La reprise actuelle est fortement consommatrice en matières premières
Alors que les années 1990 ont été marquées par une forte croissance des économies développées (dopées par le boom technologique et le secteur de la santé), la croissance de la dernière décennie a été tirée par l’essor des pays émergents. Ceux-ci ont profité à la fois d’une utilisation plus efficace de leur force de travail, des politiques de dérégulation et de privatisation d’entreprises publiques, mais aussi du développement des infrastructures qui ont permis une plus grande spécialisation régionale.
Mais si la croissance mondiale est désormais tirée par les économies émergentes, elle se traduit également par une augmentation beaucoup plus forte de la demande de matières premières. Le graphique ci-joint montre que la reprise observée depuis 2009 a eu un impact beaucoup plus important sur le prix des matières premières que les cycles de reprise qui avaient suivi les récessions du milieu des années 1970, du début des années 1980 ou 1990.
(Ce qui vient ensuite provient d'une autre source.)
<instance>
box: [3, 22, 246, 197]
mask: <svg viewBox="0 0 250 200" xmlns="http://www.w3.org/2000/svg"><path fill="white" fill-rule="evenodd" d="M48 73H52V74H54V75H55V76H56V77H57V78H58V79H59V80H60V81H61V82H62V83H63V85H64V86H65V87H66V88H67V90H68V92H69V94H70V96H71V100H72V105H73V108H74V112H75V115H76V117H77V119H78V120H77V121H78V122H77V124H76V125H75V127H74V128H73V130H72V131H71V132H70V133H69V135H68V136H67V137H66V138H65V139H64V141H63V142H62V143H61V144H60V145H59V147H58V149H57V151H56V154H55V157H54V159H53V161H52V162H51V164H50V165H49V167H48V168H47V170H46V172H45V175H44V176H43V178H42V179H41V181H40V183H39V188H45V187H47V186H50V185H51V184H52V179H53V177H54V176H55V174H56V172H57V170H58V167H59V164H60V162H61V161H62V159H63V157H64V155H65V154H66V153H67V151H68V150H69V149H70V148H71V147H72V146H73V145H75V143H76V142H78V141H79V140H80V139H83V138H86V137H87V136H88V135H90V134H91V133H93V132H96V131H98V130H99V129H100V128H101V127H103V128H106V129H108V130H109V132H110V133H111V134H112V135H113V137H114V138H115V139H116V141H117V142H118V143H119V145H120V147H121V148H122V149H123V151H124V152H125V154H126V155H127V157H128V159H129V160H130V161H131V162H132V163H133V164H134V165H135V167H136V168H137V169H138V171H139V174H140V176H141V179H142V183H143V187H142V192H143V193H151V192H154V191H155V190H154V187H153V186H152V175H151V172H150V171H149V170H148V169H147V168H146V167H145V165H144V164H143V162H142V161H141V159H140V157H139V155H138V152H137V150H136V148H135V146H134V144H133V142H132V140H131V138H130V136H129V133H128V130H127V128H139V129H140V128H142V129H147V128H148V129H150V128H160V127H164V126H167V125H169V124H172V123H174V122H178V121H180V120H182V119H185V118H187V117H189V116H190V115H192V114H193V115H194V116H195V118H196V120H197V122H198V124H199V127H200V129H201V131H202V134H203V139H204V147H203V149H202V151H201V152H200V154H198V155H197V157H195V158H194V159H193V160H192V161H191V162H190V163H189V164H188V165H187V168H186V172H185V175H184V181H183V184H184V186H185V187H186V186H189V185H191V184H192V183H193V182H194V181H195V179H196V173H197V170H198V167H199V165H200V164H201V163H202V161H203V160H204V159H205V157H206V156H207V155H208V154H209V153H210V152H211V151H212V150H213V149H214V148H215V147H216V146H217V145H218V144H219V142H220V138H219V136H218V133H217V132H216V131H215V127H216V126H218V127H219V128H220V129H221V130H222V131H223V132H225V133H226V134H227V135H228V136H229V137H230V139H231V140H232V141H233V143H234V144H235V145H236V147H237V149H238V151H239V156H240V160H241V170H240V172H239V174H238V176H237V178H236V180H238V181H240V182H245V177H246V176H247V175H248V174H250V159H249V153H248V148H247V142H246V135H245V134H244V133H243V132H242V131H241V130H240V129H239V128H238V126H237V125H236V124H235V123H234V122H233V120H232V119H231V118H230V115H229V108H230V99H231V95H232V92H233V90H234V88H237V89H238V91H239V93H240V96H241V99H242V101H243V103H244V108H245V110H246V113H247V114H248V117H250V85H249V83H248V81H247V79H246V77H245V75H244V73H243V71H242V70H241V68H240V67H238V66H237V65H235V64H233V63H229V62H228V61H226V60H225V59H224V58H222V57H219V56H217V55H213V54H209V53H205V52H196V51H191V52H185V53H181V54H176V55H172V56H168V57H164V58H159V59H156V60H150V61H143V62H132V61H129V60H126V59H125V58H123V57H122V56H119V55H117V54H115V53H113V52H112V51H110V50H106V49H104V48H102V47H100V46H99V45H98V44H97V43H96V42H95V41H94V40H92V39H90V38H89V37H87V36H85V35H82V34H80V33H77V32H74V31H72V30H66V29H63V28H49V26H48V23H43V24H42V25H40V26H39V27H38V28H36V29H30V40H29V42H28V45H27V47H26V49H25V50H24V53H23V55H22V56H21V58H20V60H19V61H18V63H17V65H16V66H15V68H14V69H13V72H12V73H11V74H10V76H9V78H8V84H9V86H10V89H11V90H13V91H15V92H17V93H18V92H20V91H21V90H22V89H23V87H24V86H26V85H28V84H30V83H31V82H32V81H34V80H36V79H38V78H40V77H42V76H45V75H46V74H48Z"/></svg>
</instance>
La pression de pays comme l’Inde ou la Chine sur les matières premières a deux effets majeurs. Tout d’abord, elle prive les pays de l’OCDE d’un important stabilisateur pour l’activité économique. Auparavant, la baisse du prix des matières premières améliorait pour les pays développés les termes de l’échange et le pouvoir d’achat des consommateurs. Aujourd’hui, cet effet ne joue plus car la vigueur de la demande des économies émergentes soutient les matières premières. Pour ces derniers pays, les tensions inflationnistes conduisent à une hausse sensible du risque politique et social et modifient les enjeux. Il est intéressant de remarquer que, depuis fin 2010, les investisseurs tendent davantage à privilégier les économies émergentes les plus capables de maîtriser l’inflation et non plus celles présentant le rythme de croissance le plus élevé.